Sing “Families Can Be Together Forever” (p. 188). Read Abr. 1:31. Invite a child to write his name on the “child” line. Give him a sign and comment how his trait is like his “mother” or “father.” Sing “I Am a Child of God” (pp. 2–3). Invite two more children to represent a father and mother, and write their first names on the father and mother line. Give them a sign, then comment on how their traits are similar to one or both of their “parents.” Sing “A Happy Family” (p. 198). Invite four more children to represent two sets of grandparents and ask them to write their first names on the grandparents’ lines. Comment on how their traits are similar to those of one of their family members, and give each a sign. Have all seven family members turn their backs to the Primary. As you sing “Family History—I Am Doing It” (p. 94), tap a family member on the shoulder, which is their cue to turn around. When they are facing the Primary, have those children who have a family characteristic or trait like their sign join in singing. Remind the children that through temple ordinances our families can be together forever. Invite them to ask their parents about their family history.
5. To teach the song “Families Can Be Together Forever” (p. 188), see “Sharing Time: Together Forever,” idea 5, Friend, Feb. 2002, 31.
To review songs for this year’s children’s sacrament meeting presentation, make several large keys (at least one for each song to be reviewed). Write the names of the songs to be reviewed on the keys.

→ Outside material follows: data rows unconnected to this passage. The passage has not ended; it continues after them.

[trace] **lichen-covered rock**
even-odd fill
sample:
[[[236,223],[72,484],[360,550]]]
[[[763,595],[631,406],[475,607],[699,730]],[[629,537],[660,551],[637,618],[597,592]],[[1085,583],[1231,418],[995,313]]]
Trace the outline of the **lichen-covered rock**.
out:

Invite a child to choose a key and ask him to wait outside the Primary room. Have the Primary help you choose a keyword from the song chosen. This will be the word they will not sing in the song. Write the word on the blank side of the key. Invite the child to come back in. Hold the keyword above the child’s head as a reminder to the others of which word not to sing. As the Primary sings, ask the child to listen for the keyword that is missing. Let the child guess which word is missing. Review the gospel principle in the song. Repeat for the other songs to be reviewed.
6. Friend references: “Thankful for Temple Blessings,” Nov. 2002, 44–45; “Stewart, a Commandment-Keeper, Too,” Jan. 2002, 4–6; “Plain Words About Baptism,” Jan. 2000, 39; “Worthy of the Temple,” Sept. 2002, 42–43; “Guided by the Holy Ghost,” Oct. 2001, 8; “A Covenant People,” Jan. 2000, IFC; “Family History ABCs,” Feb. 2002, 24–25; “The Heart of the Children,” Aug. 2002, 36–38; “To Save Our Ancestors,” Aug. 2002, 7.